What we are dealing with inside the units of our hospitals is nothing short of an absolute tragedy. While the world outside pretends things are getting back to normal, your local community of health care providers have been fighting tooth and nail, only to stand by and watch patients succumb to an illness leaving merely devastation in its wake.

Never before have we experienced more misery on a daily basis than where we are at right now. Since coming onto the ICU service on Oct. 4 there was only a single 24-hour period without losing at least one patient to direct or indirect COVID complications.

On Sunday we lost three patients to the virus, all unvaccinated. A handful of nurses and I watched as a patient’s wife, who was also admitted with COVID, was wheeled into her husband’s room just in time to say her goodbye before he passed. They were married for 21 years she told me and asked, “How can I go on without my rock by my side?” There wasn’t an answer. I again offered our deepest condolences while trying to hold back my own emotions, as I kept thinking how this didn’t have to happen.

One can’t express the amount of senseless sorrow these families have had to endure because their loved ones chose not to get the vaccination.
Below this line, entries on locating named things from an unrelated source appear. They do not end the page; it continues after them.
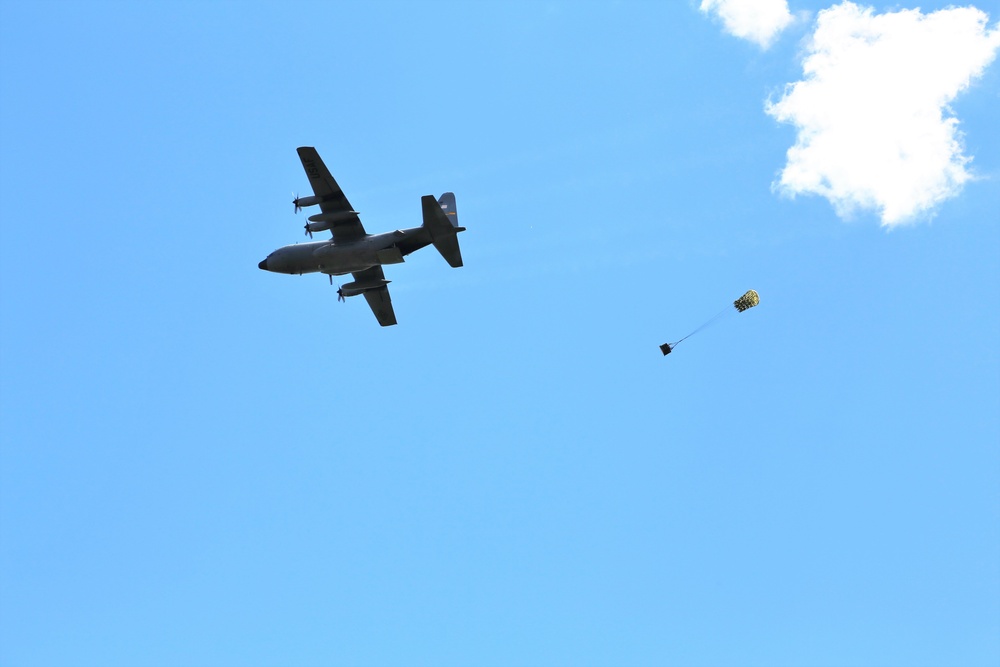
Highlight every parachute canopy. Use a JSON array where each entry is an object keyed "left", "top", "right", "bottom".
[{"left": 733, "top": 290, "right": 760, "bottom": 313}]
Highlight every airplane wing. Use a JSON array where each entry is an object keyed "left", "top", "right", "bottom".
[
  {"left": 351, "top": 266, "right": 396, "bottom": 327},
  {"left": 295, "top": 146, "right": 365, "bottom": 242}
]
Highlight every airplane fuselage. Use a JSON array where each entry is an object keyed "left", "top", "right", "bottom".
[{"left": 258, "top": 227, "right": 431, "bottom": 276}]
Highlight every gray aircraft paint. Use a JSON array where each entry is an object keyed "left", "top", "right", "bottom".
[{"left": 257, "top": 146, "right": 465, "bottom": 326}]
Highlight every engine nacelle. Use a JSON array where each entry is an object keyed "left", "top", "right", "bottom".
[
  {"left": 306, "top": 222, "right": 332, "bottom": 234},
  {"left": 337, "top": 278, "right": 392, "bottom": 297},
  {"left": 292, "top": 196, "right": 323, "bottom": 209}
]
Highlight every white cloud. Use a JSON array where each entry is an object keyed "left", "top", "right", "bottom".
[
  {"left": 701, "top": 0, "right": 792, "bottom": 49},
  {"left": 767, "top": 2, "right": 1000, "bottom": 225}
]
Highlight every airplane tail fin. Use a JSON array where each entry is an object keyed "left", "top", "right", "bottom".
[{"left": 420, "top": 192, "right": 465, "bottom": 268}]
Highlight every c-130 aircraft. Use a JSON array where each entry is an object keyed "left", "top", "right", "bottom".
[{"left": 257, "top": 146, "right": 465, "bottom": 327}]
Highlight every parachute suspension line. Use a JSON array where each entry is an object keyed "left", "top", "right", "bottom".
[
  {"left": 660, "top": 290, "right": 760, "bottom": 356},
  {"left": 670, "top": 306, "right": 730, "bottom": 347}
]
We have lost siblings, husbands and wives, parents and children who all left behind others to face incredible burdens due to not protecting themselves against this unrelenting disease.
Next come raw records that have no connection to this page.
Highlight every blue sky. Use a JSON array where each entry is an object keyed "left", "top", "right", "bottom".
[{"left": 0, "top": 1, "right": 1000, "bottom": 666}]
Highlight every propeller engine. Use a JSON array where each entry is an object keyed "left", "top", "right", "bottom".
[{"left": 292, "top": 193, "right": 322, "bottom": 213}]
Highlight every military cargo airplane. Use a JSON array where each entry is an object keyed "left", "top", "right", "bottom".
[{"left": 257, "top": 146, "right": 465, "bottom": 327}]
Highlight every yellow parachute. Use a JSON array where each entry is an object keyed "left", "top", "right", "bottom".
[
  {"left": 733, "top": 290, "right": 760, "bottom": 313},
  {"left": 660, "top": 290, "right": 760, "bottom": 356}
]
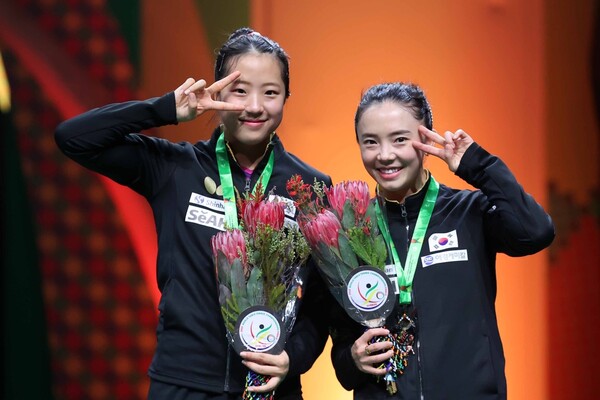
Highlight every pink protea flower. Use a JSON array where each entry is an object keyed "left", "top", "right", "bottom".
[
  {"left": 325, "top": 182, "right": 348, "bottom": 220},
  {"left": 325, "top": 181, "right": 371, "bottom": 220},
  {"left": 210, "top": 229, "right": 247, "bottom": 269},
  {"left": 298, "top": 209, "right": 342, "bottom": 249},
  {"left": 242, "top": 201, "right": 285, "bottom": 237}
]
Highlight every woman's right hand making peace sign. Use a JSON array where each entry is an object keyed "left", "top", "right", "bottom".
[{"left": 175, "top": 71, "right": 244, "bottom": 122}]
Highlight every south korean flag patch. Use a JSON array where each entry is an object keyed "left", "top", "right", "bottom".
[{"left": 428, "top": 229, "right": 458, "bottom": 253}]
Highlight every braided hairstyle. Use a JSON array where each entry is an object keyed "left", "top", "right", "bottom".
[
  {"left": 354, "top": 82, "right": 433, "bottom": 140},
  {"left": 215, "top": 28, "right": 290, "bottom": 99}
]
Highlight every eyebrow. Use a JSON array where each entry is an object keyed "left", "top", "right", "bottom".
[
  {"left": 362, "top": 129, "right": 411, "bottom": 137},
  {"left": 233, "top": 79, "right": 281, "bottom": 87}
]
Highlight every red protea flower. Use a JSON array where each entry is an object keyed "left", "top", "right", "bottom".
[
  {"left": 346, "top": 181, "right": 371, "bottom": 220},
  {"left": 285, "top": 174, "right": 313, "bottom": 210},
  {"left": 210, "top": 229, "right": 248, "bottom": 269},
  {"left": 242, "top": 201, "right": 285, "bottom": 237},
  {"left": 298, "top": 209, "right": 342, "bottom": 249}
]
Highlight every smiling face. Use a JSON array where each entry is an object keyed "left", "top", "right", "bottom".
[
  {"left": 217, "top": 52, "right": 285, "bottom": 152},
  {"left": 356, "top": 101, "right": 426, "bottom": 202}
]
When a patient is so far into their respiratory failure, there is little we can do after they arrive through our doors. We can’t stop their organs from shutting down one by one. Even with very potent therapeutics, most patients right now have become too riddled with COVID, and its dramatic inflammation, that it becomes nearly a death sentence once the last resort measure of mechanical ventilation is attempted as a fleeting hope to save their lives.
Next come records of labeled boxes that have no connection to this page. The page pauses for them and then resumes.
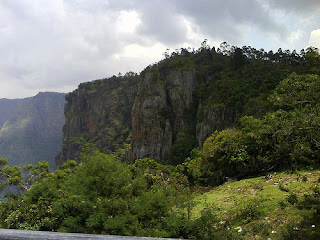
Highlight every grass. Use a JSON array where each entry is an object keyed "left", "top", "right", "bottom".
[{"left": 191, "top": 170, "right": 320, "bottom": 239}]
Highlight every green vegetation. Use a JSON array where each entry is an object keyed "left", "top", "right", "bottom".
[{"left": 0, "top": 43, "right": 320, "bottom": 239}]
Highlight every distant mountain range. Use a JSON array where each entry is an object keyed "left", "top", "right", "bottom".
[{"left": 0, "top": 92, "right": 65, "bottom": 168}]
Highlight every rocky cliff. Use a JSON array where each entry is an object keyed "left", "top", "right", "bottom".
[
  {"left": 130, "top": 70, "right": 197, "bottom": 160},
  {"left": 56, "top": 67, "right": 235, "bottom": 164},
  {"left": 56, "top": 75, "right": 139, "bottom": 164}
]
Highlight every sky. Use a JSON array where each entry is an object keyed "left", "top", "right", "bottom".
[{"left": 0, "top": 0, "right": 320, "bottom": 98}]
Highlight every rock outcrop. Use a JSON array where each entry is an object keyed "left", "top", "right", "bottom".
[
  {"left": 56, "top": 67, "right": 236, "bottom": 164},
  {"left": 130, "top": 70, "right": 197, "bottom": 161},
  {"left": 56, "top": 76, "right": 139, "bottom": 164}
]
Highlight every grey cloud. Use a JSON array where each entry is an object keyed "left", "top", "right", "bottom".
[
  {"left": 268, "top": 0, "right": 320, "bottom": 15},
  {"left": 0, "top": 0, "right": 319, "bottom": 97}
]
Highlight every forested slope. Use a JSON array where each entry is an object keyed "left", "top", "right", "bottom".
[{"left": 0, "top": 42, "right": 320, "bottom": 240}]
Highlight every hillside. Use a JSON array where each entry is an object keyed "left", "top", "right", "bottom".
[
  {"left": 0, "top": 92, "right": 65, "bottom": 168},
  {"left": 57, "top": 42, "right": 314, "bottom": 165},
  {"left": 0, "top": 43, "right": 320, "bottom": 240}
]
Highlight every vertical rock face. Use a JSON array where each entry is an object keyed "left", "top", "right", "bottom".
[
  {"left": 196, "top": 105, "right": 236, "bottom": 146},
  {"left": 56, "top": 76, "right": 139, "bottom": 164},
  {"left": 130, "top": 70, "right": 197, "bottom": 161},
  {"left": 56, "top": 68, "right": 236, "bottom": 164}
]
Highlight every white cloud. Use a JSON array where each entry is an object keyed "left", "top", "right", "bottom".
[
  {"left": 0, "top": 0, "right": 320, "bottom": 98},
  {"left": 309, "top": 29, "right": 320, "bottom": 49}
]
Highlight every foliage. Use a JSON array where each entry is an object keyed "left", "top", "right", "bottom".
[{"left": 187, "top": 74, "right": 320, "bottom": 185}]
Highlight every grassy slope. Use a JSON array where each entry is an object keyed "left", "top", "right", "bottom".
[{"left": 193, "top": 170, "right": 320, "bottom": 239}]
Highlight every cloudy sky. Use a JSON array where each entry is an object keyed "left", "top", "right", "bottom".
[{"left": 0, "top": 0, "right": 320, "bottom": 98}]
Staff members are visibly shaken each time a family cries out in pain watching their loved ones take a last breath, and I don’t know what else to do but share this experience with the public.

It’s not getting better in the ICU. As we continue to take patients from the western part of the state there is no conceivable end to this grief without the remaining 45% of the local population getting protection. Beyond COVID there are still patients who need our assistance in order to treat their heart attacks, strokes, septic infections and many other critical illnesses. However, the strain that this virus has put on the ability to do that is felt throughout all aspects of inpatient care.

This is a warning to all those who value health and the confidence in your providers to successfully treat you or your loved ones if ever unfortunate enough to need the ICU. No politicians or constitutional scholars can defend you, only you alone have the capability to protect yourselves.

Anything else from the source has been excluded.